Le 30 mai 1996, après plusieurs mois de négociation, un protocole d'accord sur le droit syndical et l'amélioration du dialogue social à la RATP a été conclu entre la direction et l'ensemble des organisations syndicales à l'exception de la CGT.

Cet accord, avenant à l'accord du 9 juillet 1970, comporte deux parties, l'une sur les modalités d'exercice du droit syndical ainsi que les différents niveaux de négociation dans l'entreprise et l'autre sur l'amélioration du dialogue social.

Cette deuxième partie contient " un code de déontologie pour améliorer le dialogue social et assurer une service public de qualité ".

La procédure peut être mis en route par les syndicats ou la direction lorsqu'un problème susceptible de générer un conflit est identifié par l'un des acteurs.
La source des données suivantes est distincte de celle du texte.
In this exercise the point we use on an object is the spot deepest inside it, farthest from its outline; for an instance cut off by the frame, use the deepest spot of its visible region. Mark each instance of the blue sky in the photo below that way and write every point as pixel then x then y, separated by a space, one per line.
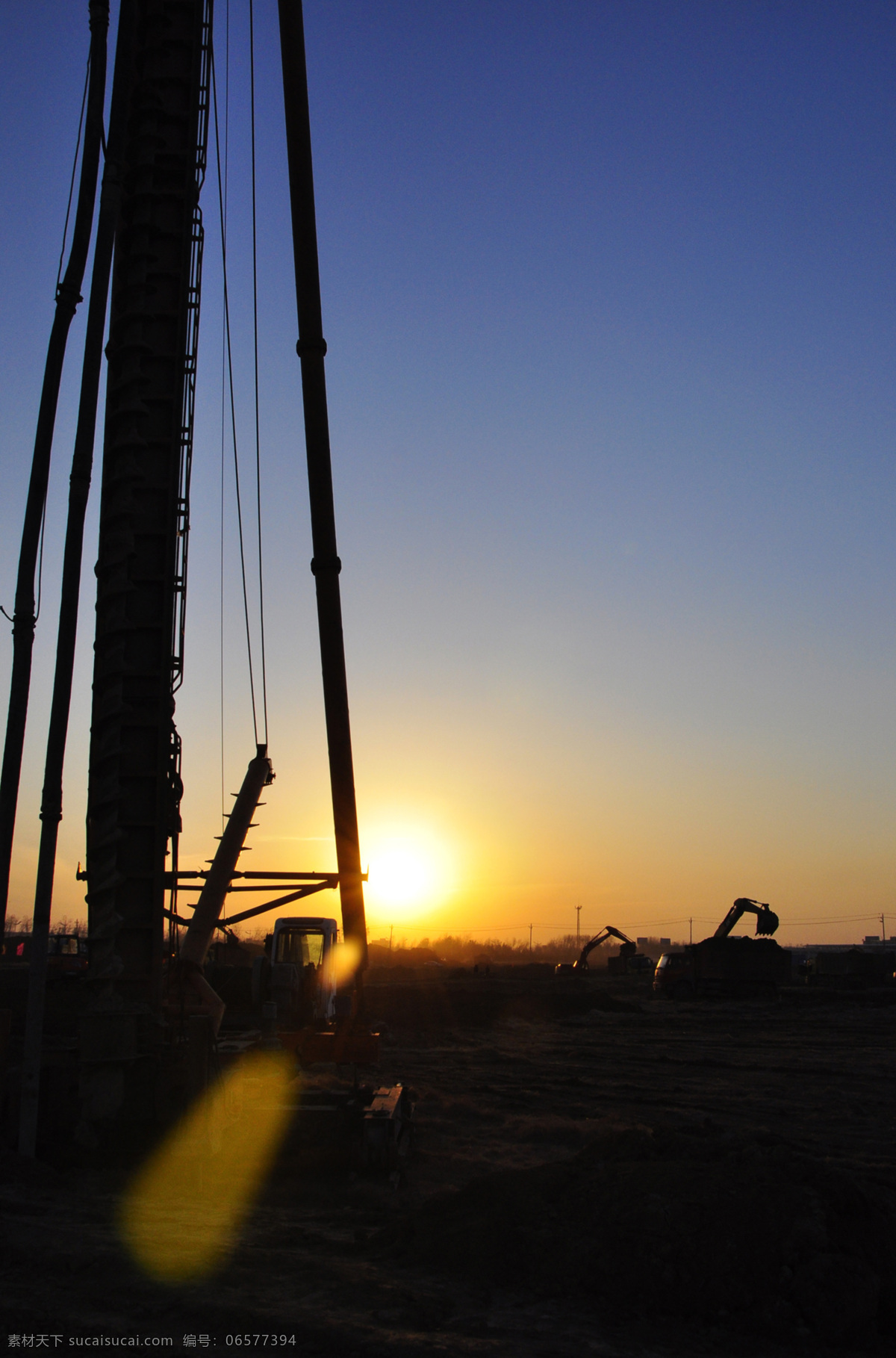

Elle se déroule de la manière suivante :

Le syndicat ou groupe de syndicats adresse un courrier à la direction concernée qui doit tenir une réunion avec les auteurs de la lettre dans un délai de cinq jours ouvrables suivant la réception du courrier. La direction qui repère une situation pré-conflictuelle propose une date de réunion dans les cinq jours de sa notification aux groupes de syndicats représentatifs.
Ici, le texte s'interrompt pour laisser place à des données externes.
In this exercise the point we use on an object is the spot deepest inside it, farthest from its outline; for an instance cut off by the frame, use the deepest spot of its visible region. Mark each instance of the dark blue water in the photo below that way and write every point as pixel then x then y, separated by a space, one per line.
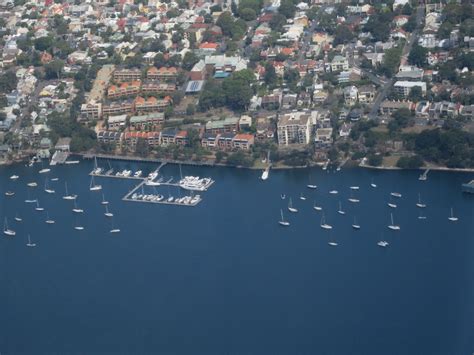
pixel 224 277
L'issue de la réunion doit obligatoirement être formalisée dans un constat, d'accord ou de désaccord, conclu entre les parties.

Depuis sa mise en place, le nombre de procédures est passé de 12 en 1996 à 103 en 1997 et pour le premier semestre 1998, à 46, soit une moyenne mensuelle en diminution par rapport à celle de l'année précédente. Dans 70 % des cas en 1998, un accord a été trouvé entre les partenaires sociaux et les constats de désaccord non suivis d'un préavis de grève sont passés de 23 % à 30 % au cours de cette période.

Deux évolutions positives ont été constatées:

- la négociation collective a connu un développement important en 1996 et 1997 avec dix-sept accords conclus dont onze au niveau de l'entreprise. En 1998, cinq accords ont été signés à ce jour dont un accord sur les salaires et trois accords sur les métiers d'exploitation du métro, du R.E.R. et du réseau de bus ;

- le nombre des jours de travail perdus pour fait de grève a diminué de moitié depuis 1994 avec 15.000 journées perdues en 1996 et 1997, soit 0,38 jour de grève par agent -contre 0,78 en 1994. Cette tendance est confirmée pour les premiers mois de 1998.